If you’ve been invited to a party or gathering where there is likely to be booze, ask the host if you could bring along some alcohol-free options. Most hosts would probably be happy to allow it. The non-alcoholic options are also likely to be appreciated, especially by those who’ll need to drive back home, later on.
As we mentioned earlier, isolation can be a serious relapse trigger for many recovering individuals. Even if you stay in, it’s usually important to at least do something related to the holidays, preferably with people you care about. That way, you can still affirm that you are part of the wider community, preventing more serious feelings of loneliness and isolation.
Knowing that the holidays can trigger relapses allows you to better prepare for them. If meeting with family members, traveling, or other common holiday activities is likely to cause you to drink more than you want, planning ahead can make it easier to avoid or mitigate cravings.
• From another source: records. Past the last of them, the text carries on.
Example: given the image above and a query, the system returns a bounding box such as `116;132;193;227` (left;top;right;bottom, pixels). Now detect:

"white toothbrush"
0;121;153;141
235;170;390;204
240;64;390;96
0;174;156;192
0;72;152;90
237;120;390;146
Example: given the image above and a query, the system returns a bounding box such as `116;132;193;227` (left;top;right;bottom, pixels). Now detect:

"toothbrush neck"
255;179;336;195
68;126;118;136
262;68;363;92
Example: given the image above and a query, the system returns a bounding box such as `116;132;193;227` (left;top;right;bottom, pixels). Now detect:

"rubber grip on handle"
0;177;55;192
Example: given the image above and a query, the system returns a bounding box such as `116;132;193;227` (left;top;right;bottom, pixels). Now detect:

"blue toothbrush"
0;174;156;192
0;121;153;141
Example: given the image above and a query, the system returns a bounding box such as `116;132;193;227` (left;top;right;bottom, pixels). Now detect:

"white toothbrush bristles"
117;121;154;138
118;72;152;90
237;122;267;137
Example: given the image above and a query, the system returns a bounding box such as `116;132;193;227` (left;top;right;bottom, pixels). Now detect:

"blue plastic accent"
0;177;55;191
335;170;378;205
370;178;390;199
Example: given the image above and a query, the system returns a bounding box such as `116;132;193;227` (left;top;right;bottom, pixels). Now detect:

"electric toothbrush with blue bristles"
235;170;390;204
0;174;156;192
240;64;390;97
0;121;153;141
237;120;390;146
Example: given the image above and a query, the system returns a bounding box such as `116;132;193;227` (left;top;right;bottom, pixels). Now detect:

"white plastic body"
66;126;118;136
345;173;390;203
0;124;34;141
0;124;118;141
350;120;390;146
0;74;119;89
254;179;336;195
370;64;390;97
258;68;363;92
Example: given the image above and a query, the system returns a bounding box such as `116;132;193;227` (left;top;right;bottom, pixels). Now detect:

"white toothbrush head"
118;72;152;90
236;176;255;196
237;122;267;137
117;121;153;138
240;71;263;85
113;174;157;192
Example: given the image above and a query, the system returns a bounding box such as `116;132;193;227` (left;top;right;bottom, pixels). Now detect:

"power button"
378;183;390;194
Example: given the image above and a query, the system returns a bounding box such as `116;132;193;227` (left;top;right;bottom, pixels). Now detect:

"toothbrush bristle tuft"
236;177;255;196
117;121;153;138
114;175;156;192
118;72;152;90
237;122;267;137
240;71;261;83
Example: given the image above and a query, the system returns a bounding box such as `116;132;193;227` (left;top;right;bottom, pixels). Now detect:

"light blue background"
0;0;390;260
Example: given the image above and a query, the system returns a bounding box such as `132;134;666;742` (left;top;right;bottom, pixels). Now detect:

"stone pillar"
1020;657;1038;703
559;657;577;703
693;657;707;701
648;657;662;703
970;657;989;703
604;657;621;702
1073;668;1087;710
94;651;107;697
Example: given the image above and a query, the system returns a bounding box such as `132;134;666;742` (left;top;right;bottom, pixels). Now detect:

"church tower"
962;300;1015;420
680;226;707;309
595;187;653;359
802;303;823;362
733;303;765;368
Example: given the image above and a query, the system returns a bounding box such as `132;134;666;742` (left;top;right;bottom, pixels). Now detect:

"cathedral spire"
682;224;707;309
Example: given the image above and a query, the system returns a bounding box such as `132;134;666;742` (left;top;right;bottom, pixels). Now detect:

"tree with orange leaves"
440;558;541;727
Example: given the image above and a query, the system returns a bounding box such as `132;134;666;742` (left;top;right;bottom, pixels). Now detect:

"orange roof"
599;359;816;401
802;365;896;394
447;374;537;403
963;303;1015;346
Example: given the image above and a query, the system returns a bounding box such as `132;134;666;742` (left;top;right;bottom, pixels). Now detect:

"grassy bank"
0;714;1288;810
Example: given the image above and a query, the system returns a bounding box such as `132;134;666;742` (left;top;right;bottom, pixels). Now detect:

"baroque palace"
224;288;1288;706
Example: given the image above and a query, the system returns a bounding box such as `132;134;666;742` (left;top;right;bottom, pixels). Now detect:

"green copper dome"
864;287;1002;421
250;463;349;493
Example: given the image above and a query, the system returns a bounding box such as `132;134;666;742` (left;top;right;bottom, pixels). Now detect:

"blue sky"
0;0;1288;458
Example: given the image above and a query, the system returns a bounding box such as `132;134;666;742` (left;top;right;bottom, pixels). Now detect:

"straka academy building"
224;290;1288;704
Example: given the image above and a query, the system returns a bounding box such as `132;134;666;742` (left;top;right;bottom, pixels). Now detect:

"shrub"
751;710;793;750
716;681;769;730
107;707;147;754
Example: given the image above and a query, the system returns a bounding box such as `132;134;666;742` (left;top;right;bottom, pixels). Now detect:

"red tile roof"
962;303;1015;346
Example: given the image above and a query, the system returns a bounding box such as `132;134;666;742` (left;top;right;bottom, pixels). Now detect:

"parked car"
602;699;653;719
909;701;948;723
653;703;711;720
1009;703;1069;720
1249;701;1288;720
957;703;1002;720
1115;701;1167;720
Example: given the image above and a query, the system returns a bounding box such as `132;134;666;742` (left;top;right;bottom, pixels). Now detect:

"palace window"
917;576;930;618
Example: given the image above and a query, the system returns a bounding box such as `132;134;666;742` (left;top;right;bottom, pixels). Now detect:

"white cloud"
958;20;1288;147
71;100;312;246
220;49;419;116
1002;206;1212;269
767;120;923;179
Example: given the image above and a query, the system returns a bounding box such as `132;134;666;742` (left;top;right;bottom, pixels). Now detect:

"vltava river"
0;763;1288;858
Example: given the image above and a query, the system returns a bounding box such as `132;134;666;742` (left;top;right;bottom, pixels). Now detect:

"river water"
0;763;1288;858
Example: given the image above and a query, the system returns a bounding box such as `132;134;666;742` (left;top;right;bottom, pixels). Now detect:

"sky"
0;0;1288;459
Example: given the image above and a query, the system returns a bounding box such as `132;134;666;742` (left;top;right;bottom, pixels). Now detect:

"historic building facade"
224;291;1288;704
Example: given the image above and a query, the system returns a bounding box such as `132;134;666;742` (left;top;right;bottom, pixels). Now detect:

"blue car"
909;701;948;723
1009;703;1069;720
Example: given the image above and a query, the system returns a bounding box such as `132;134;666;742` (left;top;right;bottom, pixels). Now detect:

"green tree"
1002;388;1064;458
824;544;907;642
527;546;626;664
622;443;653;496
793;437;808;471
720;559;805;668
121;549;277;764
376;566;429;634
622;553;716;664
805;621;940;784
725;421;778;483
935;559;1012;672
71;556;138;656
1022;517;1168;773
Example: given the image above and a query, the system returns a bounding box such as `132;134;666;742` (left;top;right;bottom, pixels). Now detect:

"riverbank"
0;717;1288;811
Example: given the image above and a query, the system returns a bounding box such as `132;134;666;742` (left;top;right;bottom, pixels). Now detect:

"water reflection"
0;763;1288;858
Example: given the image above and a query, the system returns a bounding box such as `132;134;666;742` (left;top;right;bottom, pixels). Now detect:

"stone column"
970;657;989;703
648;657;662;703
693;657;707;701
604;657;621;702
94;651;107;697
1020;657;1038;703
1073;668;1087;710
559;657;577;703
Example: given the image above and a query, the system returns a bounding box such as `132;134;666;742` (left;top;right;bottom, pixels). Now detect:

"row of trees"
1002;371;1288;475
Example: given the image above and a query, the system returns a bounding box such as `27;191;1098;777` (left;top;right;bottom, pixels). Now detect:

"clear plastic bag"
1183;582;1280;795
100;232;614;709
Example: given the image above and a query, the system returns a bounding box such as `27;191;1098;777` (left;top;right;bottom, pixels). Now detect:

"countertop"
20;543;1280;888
Most holidays are an excellent time to practice gratitude. Actively practicing gratitude can prime your brain for happiness and make it easier to resist cravings related to holiday depression and anxiety. It can also help you better contextualize your recovery gains, possibly helping your commitment to sobriety.
If you think that you or someone you’re close to has problems with maintaining sobriety, our team at Boston Drug Treatment Centers is ready to help. Call (857) 577-8193 to discuss your options for personalized continuing care for AUD.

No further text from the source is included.